Chvaleticeite is a monoclinic hexahydrite manganese magnesium sulfate mineral with formula: (Mn^{2+}, Mg)[SO_{4}]·6(H_{2}O). It occurs in the oxidized zone of manganese silicate deposits with pyrite and rhodochrosite that have undergone regional and contact metamorphism. It is defined as the manganese dominant member of the hexahydrite group.
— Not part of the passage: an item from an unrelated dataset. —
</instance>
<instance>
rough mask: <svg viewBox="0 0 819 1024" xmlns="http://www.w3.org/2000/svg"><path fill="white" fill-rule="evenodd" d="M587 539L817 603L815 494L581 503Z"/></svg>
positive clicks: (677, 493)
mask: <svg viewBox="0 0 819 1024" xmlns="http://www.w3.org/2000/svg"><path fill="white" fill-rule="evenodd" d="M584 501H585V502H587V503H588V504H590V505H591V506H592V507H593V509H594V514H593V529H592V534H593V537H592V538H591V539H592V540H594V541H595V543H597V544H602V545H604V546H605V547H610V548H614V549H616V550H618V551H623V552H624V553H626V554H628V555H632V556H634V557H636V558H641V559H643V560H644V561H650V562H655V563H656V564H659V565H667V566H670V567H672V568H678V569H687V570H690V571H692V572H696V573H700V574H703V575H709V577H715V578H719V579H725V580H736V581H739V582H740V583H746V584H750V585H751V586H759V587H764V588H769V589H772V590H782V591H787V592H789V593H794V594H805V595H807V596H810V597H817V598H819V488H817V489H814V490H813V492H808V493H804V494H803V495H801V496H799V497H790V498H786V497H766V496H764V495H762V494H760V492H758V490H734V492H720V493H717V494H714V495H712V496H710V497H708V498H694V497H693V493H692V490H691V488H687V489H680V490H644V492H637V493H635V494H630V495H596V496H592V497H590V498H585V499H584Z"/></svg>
Chvaleticeite is named after the city Chvaletice, Bohemia, in the Czech Republic. Chvaleticeite and minerals like it have been studied for their hydrogen bonding and incongruent melting properties as they are predicted to form in the relative environments of Mars and other bodies in the Solar System.

==Structure==
The structure in chvaleticeite is made by hydrogen bonding in metallic sulfates. Due to the minute grain size of chvaleticeite, typical single crystal methods could not be used. Through analogy with hexahydrite the Guinier powder diffraction method was used to identify the following structural parameters: space group C 2/c, a = 10.05(2) Å, b = 7.24(2) Å, c = 24.3(1) Å; β = 98.0(2)°, V = 1754 Å^{3}, Z = 8, Dx = 1.84 g·cm^{−3}; a : b : c = 1.3881 : 1 : 3.3564.

==Composition==
Chvaleticeite has an empirical formula of (Mn^{2+}, Mg)[SO_{4}]·6(H_{2}O) and is a member of the hexahydrite group with the space group C2/c. Chemical analysis was carried out using classical chemical methods. Sulfate was determined gravimetrically, MnO was determined using titration, MgO was determined by EDTA titration and CaO, Fe_{2}O_{3}, K_{2}O and Na_{2}O using AAS. The H_{2}O was determined by the modified Penfield method. The performed analysis produced the following result: MnO 15.81, MgO 6.41, CaO 0.04, FeO traces, Fe_{2}O_{3} 0.10, Al_{2}O_{3} traces, K_{2}O 0.005, Na_{2}O 0.011, SO_{3} 31.48, P_{2}O_{5} traces, H_{2}O+ 0.37, H_{2}O- 45.22, insoluble residue 0.36, sum 99.81 weight percent.

==Occurrence==
Chvaleticeite was discovered in a sulfate paragenesis in the oxidation zone of the Upper Proterozoic volcanogenic massive sulfide ore deposit of pyrite-manganese ores at Chvaletice. It was found in association with melanterite (it can form by partial dehydration), Mg-jokouite, Mg-ilesite, rozenite, copiapite and gypsum. This paragenesis allows heptahydrates and tetrahydrates to dominate over pentahydrates and hexahydrates. Chvaleticeite is completely soluble in water.